Au soleil.

Aujourd'hui n'est pas une journée comme les autres. En effet, la plupart du temps, je passe mon temps entre les études et mes séances de pilotage d'Eva mais là, je me prélasse sur l'une des plages de notre pays. Afin de nous changer un peu les idées, Misato a estimé qu'une journée en dehors de la Nerv ne pourrait nous faire que du bien. Forcément, Asuka est du voyage mais elle est tellement occupée à faire sa belle depuis que nous sommes arrivés qu'elle ne pense pas à me houspiller comme à son habitude. De toute façon, je ne suis pas d'humeur à supporter ses caprices et ses colères et si jamais elle devait me chercher des crosses, je pense que je pourrais l'étonner par mes réactions.

Comme l'a dit Misato il y a deux jours de cela, c'est une vraie journée de repos.
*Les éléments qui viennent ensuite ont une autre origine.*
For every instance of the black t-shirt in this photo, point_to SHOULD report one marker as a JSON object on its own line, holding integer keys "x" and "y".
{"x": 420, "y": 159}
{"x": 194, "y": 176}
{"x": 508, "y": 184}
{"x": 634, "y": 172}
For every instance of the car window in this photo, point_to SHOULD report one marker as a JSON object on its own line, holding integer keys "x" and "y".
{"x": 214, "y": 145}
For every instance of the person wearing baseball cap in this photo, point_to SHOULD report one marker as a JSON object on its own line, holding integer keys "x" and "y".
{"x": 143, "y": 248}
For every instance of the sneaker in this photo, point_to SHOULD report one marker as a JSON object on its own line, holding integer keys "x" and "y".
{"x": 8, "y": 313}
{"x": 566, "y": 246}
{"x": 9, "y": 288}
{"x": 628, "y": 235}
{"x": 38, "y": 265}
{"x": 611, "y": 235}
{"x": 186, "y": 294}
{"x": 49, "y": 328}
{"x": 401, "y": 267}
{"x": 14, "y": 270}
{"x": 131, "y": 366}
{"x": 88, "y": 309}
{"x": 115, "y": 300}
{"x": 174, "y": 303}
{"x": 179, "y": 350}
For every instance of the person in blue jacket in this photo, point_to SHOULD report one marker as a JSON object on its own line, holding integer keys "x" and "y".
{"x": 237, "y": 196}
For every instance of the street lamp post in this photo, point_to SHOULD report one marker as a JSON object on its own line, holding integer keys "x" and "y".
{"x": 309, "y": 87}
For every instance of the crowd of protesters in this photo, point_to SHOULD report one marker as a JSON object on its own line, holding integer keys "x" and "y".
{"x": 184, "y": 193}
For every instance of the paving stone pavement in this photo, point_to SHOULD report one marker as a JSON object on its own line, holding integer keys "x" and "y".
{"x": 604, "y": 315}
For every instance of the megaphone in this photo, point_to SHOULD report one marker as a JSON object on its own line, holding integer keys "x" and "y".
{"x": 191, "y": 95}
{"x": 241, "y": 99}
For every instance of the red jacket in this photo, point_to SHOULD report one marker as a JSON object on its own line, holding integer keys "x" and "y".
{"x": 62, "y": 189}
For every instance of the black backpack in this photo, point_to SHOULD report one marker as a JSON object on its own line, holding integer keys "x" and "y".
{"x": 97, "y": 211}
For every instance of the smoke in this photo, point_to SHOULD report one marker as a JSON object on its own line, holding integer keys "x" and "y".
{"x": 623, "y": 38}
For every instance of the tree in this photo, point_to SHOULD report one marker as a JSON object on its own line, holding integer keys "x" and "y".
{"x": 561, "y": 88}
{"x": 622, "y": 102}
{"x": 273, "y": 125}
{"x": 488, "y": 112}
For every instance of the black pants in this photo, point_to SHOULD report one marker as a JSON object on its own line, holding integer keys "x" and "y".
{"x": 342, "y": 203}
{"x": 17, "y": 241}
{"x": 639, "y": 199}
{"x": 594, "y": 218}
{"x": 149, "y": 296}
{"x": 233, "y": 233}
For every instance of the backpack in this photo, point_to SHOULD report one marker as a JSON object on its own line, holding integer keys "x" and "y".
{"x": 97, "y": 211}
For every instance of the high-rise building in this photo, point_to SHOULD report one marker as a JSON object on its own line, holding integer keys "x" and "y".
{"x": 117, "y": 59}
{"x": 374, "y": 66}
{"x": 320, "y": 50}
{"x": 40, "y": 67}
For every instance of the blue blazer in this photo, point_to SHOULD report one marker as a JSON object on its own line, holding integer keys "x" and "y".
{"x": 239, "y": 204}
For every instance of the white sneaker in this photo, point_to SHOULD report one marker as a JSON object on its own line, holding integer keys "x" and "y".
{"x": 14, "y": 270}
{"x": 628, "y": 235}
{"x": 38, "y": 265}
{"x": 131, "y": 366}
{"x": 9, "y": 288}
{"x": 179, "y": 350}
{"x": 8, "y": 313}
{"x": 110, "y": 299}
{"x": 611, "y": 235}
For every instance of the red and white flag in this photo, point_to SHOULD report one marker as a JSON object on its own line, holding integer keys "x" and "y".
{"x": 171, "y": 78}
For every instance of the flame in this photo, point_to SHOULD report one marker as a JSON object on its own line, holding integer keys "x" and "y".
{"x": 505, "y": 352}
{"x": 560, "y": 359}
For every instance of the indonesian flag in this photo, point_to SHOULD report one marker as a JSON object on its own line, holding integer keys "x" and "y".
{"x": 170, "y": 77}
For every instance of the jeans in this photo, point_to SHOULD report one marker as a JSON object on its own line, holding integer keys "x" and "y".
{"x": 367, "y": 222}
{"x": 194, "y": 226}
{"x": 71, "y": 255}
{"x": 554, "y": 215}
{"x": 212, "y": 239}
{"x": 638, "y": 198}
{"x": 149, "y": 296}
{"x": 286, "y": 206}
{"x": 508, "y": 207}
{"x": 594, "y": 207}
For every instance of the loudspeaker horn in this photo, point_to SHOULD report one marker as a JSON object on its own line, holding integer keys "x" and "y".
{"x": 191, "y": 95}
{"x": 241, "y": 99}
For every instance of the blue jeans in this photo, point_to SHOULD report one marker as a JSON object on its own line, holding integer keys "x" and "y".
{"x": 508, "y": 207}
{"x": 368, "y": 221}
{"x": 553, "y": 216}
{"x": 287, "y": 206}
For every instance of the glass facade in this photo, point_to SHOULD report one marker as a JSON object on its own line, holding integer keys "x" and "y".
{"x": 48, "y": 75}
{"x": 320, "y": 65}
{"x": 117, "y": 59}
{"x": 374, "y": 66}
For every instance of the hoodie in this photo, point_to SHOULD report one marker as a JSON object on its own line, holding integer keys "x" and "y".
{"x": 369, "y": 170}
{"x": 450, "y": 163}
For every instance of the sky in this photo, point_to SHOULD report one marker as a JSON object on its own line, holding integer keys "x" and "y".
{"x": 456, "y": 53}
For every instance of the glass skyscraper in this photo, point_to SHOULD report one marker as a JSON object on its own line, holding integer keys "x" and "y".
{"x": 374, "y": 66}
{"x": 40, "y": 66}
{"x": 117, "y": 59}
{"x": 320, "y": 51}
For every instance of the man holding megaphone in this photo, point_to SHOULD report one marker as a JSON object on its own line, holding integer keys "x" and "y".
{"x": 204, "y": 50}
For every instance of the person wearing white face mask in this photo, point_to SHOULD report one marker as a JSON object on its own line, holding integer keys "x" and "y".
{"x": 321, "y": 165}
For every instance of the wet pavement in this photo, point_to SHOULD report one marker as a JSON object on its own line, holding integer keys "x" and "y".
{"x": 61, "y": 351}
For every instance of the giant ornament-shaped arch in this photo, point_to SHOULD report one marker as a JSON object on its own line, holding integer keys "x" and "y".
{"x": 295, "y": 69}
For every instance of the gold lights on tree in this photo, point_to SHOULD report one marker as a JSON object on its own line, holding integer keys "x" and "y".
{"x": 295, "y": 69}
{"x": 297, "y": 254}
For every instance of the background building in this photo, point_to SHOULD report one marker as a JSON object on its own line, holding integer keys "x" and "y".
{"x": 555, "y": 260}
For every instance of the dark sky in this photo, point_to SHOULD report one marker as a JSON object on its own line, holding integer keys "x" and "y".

On évite de parler de travail, on s'éloigne de tout ce que l'on déteste et on se ressource. J'étais partant pour agir de la sorte mais lorsque ma tutrice en a discuté avec Asuka qui s'est emballée, je savais que cette sortie serait tout sauf une partie de plaisir. D'ailleurs, cela s'est vérifié très vite. Dès que nous sommes montés dans le minibus, la métisse n'a cessé de se plaindre tout au long du chemin.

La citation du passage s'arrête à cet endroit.